# Worried: 175bpm at 12 weeks.



## cheyne3

Hi there,

I've been listening to my baby's heartbeat on my hand-held doppler for a few minutes every day for the past month. It is always there, chugging away.

But I started to get concerned a few weeks ago because after it peaked at 180bpm during week 9-10 it didn't really fall as it is supposed to. I am now 12 weeks and the heartbeat is still always in the 170's. But I've read it should be between 120-160.

I am now so worried that when I go to my scan in a week they will say that it stopped growing at week 10 but the heartbeat or placenta is still beating away.

If anyone has a hand-held doppler and is about 12 or 13 weeks and also has a fetal heartbeat in the 170's I would love to hear from you. It would be very reassuring to know that not every baby falls within the 'normal' range. If you've already had your dating scan, all went well, and yet you still have a fetal heart rate in the 170's this would really help put my mind at rest.

Thanks xx


----------



## nickyXjayno

175 is normal hun, if it were like 200 that would be odd.

Also placenta has same heart rate as ours as it's our heart that's pushing the blood to it, so a high heart rate heard has nothing to do with placenta :).
Are you counting the beats yourself or is the doppler saying it?
I really wouldn't rely on doppler hun :).


----------



## sophusx

Wow that is early to be hearing the babies heart beat on a doppler! 
I agree with 'nicky' I really wouldn't rely on the doppler anyway if you are worried ask your midwife, have you had your 12 week scan and midwife appointment?

xx


----------



## ellie27

I have heard anything 110-180 is perfectly normal throughout pregnancy.

I have used a doppler in both my pregnancies.

With my first baby hb was always 165-180 every time I used it and I stopped using it around 20wks when I started feeling movements.

Everything sounds perfect to me - oh, and they say the higher bpm it may be more likely to be a girl!! It worked for me!


----------



## cheyne3

Hi there, thank you all for the reassurance and advice.
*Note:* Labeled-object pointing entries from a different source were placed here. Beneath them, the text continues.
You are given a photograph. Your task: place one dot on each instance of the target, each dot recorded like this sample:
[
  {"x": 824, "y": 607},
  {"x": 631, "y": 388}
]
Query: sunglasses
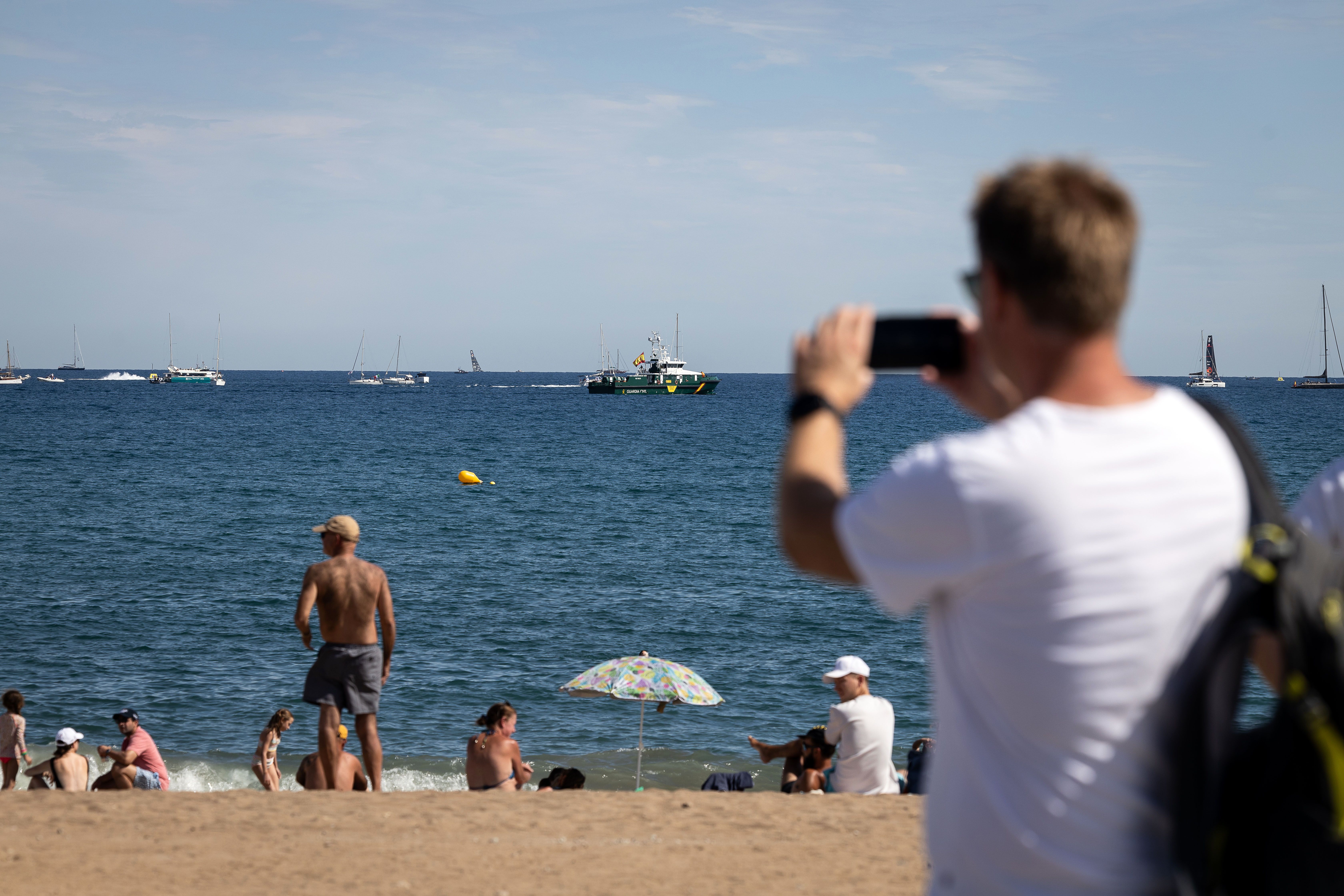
[{"x": 972, "y": 281}]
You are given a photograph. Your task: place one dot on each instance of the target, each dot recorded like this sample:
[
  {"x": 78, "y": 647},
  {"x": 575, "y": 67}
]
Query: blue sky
[{"x": 507, "y": 177}]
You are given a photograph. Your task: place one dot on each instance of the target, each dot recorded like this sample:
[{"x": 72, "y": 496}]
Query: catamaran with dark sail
[
  {"x": 1209, "y": 377},
  {"x": 1324, "y": 379}
]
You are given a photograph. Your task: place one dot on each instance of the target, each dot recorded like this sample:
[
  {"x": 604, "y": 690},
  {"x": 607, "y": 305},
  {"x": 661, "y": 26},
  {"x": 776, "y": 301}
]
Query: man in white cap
[
  {"x": 347, "y": 675},
  {"x": 863, "y": 729}
]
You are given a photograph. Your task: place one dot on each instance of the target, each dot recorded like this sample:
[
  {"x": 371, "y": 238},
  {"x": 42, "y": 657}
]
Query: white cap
[
  {"x": 68, "y": 737},
  {"x": 846, "y": 667}
]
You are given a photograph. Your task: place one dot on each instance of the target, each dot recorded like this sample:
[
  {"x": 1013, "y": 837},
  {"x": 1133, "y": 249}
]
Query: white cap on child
[{"x": 846, "y": 667}]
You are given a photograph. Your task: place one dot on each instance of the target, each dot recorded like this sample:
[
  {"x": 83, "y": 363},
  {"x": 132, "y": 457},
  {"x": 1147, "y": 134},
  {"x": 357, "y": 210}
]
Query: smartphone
[{"x": 916, "y": 342}]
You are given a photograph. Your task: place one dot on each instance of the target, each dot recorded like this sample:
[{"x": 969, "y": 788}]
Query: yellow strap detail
[
  {"x": 1257, "y": 566},
  {"x": 1331, "y": 747}
]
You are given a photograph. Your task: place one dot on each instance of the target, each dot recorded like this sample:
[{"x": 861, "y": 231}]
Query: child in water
[{"x": 13, "y": 747}]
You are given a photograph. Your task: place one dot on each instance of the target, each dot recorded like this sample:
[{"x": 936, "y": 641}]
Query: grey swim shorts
[{"x": 347, "y": 676}]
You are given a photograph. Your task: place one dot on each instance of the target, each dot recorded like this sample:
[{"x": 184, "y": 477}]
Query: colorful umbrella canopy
[{"x": 644, "y": 679}]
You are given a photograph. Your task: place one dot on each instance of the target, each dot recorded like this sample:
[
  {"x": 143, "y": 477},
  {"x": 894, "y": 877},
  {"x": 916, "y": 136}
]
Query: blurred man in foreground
[
  {"x": 1069, "y": 553},
  {"x": 350, "y": 671}
]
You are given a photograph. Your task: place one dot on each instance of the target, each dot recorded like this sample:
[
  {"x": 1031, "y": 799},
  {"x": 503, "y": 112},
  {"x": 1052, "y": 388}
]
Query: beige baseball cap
[{"x": 342, "y": 526}]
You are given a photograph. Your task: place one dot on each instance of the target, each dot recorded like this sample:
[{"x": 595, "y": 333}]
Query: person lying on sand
[
  {"x": 350, "y": 774},
  {"x": 492, "y": 757},
  {"x": 562, "y": 780},
  {"x": 264, "y": 761},
  {"x": 138, "y": 764},
  {"x": 807, "y": 751},
  {"x": 347, "y": 675},
  {"x": 66, "y": 770}
]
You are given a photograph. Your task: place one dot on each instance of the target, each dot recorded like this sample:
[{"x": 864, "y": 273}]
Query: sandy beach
[{"x": 458, "y": 843}]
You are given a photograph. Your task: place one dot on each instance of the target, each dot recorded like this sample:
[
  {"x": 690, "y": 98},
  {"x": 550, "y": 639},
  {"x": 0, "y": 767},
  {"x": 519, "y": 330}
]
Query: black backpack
[{"x": 1261, "y": 812}]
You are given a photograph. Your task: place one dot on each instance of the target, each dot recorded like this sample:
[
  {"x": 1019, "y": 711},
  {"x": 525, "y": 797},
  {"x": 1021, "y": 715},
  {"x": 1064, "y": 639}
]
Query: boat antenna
[
  {"x": 357, "y": 354},
  {"x": 1327, "y": 306}
]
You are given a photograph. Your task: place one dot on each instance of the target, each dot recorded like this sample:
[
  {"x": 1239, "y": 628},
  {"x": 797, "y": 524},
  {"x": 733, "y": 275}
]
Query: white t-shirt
[
  {"x": 863, "y": 729},
  {"x": 1320, "y": 508},
  {"x": 1069, "y": 557}
]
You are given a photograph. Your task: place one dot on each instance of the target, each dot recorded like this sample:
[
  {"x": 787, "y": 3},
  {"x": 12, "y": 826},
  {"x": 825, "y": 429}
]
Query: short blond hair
[{"x": 1061, "y": 236}]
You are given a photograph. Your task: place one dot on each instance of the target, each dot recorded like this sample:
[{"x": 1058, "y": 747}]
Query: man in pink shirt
[{"x": 138, "y": 765}]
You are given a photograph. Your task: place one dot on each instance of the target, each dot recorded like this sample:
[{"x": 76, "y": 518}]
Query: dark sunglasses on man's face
[{"x": 972, "y": 280}]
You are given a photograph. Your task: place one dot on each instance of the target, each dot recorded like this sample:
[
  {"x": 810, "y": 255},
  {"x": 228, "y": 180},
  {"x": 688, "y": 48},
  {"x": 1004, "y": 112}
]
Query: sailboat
[
  {"x": 79, "y": 363},
  {"x": 1324, "y": 379},
  {"x": 398, "y": 378},
  {"x": 9, "y": 377},
  {"x": 199, "y": 375},
  {"x": 1207, "y": 378},
  {"x": 359, "y": 357}
]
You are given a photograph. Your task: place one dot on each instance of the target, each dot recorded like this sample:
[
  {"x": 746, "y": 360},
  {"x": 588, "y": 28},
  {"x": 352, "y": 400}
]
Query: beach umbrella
[{"x": 644, "y": 679}]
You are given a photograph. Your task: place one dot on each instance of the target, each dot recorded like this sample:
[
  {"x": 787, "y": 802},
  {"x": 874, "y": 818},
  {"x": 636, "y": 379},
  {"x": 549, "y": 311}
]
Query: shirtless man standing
[{"x": 347, "y": 674}]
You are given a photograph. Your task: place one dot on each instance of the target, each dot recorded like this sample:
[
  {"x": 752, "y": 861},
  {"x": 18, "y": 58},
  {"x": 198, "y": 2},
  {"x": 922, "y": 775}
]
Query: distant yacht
[
  {"x": 76, "y": 365},
  {"x": 198, "y": 375},
  {"x": 1209, "y": 377},
  {"x": 1324, "y": 379},
  {"x": 363, "y": 379}
]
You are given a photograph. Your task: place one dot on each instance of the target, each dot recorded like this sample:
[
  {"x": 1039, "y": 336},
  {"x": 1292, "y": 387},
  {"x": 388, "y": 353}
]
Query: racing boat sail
[{"x": 1209, "y": 377}]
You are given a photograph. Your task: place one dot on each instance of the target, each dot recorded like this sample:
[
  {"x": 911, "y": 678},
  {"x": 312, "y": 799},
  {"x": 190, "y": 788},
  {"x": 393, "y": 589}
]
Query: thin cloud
[
  {"x": 760, "y": 30},
  {"x": 11, "y": 46},
  {"x": 983, "y": 81},
  {"x": 775, "y": 58}
]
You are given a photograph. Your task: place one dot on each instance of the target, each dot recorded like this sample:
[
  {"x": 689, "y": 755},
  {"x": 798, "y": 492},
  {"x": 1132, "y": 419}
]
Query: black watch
[{"x": 811, "y": 404}]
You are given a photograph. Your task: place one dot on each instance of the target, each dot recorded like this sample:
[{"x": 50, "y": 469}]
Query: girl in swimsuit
[
  {"x": 264, "y": 761},
  {"x": 494, "y": 761},
  {"x": 66, "y": 770}
]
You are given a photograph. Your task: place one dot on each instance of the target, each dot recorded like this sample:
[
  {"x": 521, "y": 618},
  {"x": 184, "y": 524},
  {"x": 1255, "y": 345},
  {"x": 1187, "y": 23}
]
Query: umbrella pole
[{"x": 639, "y": 761}]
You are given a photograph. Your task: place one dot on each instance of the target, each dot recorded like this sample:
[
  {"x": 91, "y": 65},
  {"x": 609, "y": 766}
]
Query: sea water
[{"x": 156, "y": 538}]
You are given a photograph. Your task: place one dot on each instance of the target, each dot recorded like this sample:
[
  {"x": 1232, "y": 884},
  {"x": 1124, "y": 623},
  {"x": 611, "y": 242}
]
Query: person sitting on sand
[
  {"x": 11, "y": 738},
  {"x": 562, "y": 780},
  {"x": 806, "y": 751},
  {"x": 494, "y": 761},
  {"x": 264, "y": 761},
  {"x": 350, "y": 774},
  {"x": 68, "y": 769},
  {"x": 138, "y": 764},
  {"x": 863, "y": 727}
]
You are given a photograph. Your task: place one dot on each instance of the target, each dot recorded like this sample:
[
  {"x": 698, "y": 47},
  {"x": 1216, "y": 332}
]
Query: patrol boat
[
  {"x": 199, "y": 375},
  {"x": 659, "y": 374}
]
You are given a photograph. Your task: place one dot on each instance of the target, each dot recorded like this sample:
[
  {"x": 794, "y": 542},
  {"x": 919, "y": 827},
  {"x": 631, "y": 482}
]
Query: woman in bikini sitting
[
  {"x": 264, "y": 761},
  {"x": 494, "y": 761},
  {"x": 66, "y": 770}
]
I have a hand-held Sonoline B Fetal Doppler (3 megahertz) which gives the BPM on the screen so I don't have to count it myself. I'm 12 weeks pregnant but my dating scan appointment is a week away yet. I've been lucky to be able to hear the heartbeat since 8+6. I've read in lots of places that a heartbeat over 160 is normal 'when the baby is very active' e.g. if you've just eaten. But my baby's heartbeat is ALWAYS over 160 - hence my getting a bit concerned...Sophusx I think its a good idea you've given to ask the midwife to check it for me herself. Perhaps my moniter isn't as good as hers. 
Ellie27 I hope you're right - I'd love a little girl.


----------



## nickyXjayno

lol sorry to be bearer of bad news but I'm having a boy and he has a high heart rate so may not be a girl ;).

I been using my doppler from 11 weeks also, not sure when heart rate is supposed to slow?
My baby is still quite high but midwife is happy with it.


----------



## wanna-b-mummy

Hun, that's completely normal :hugs: My mw told me between 110 and 180 is normal and said even then that that's not gospel as it can be under the 110 and over the 180. My mum says my hb was ALWAYS over 165, which is why she was convinced I was a girl because of the old wives tale. 

You can count the heart rate yourself without looking at the screen, I do that with mine sometimes to check the monitor is correct. Get a timer and time how many beats you can count in ten seconds. Then times that by 6. So if you hear 30 in 10 seconds, you'd multiply 30 by 6 and that will be your bpm :)

But it's normal hun as I was told anything between 110 and 180 is normal.


----------



## CatherineK

A rate in the 170s is completely normal at 12 weeks. The rate will slow down very gradually over time. My son's was always that high in the first tri/beginning of the second.


----------



## catcatcat

Im 15 wks and my babys hb is always without fail 169 bpm ive had dating scan and all is fine x


----------



## Poppeteer

My daughters heart rate was always in the 170's.... And she's a happy healthy 2 year old now.

This pregnancy baby's heart rate has been around 130.... I knew it'd be a boy and it was confirmed at our scan! I just think you're having a girl :winkwink:


----------



## loz

i have the sonoline b pocket doppler, i got babys hb today at 170bpm , dont worry about it you wouldnt of known about it if you didnt have one, my babys hb is high when its awake kicking away x


----------



## clio

I had a scan at 13 weeks and the hb was 165. I've read anywhere between 120 and 180 is normal. I have read 160 as the upper limit at times, but dismissed it because so many women's scans disproved it.


----------



## FarmGirl1212

Hi there!

When I first went in at 6 weeks the hb was 117 for me. At 10 weeks it had jumped to 165! Five weeks later it was down to 156 and just last Monday it was down to 152. My doctor explained to me (because I was worried sick!) that as the pregnancy progresses, her heart rate should slow gradually until birth and then it should remain steady. Thus far I haven't had any issues (tap wood) so I wouldn't worry.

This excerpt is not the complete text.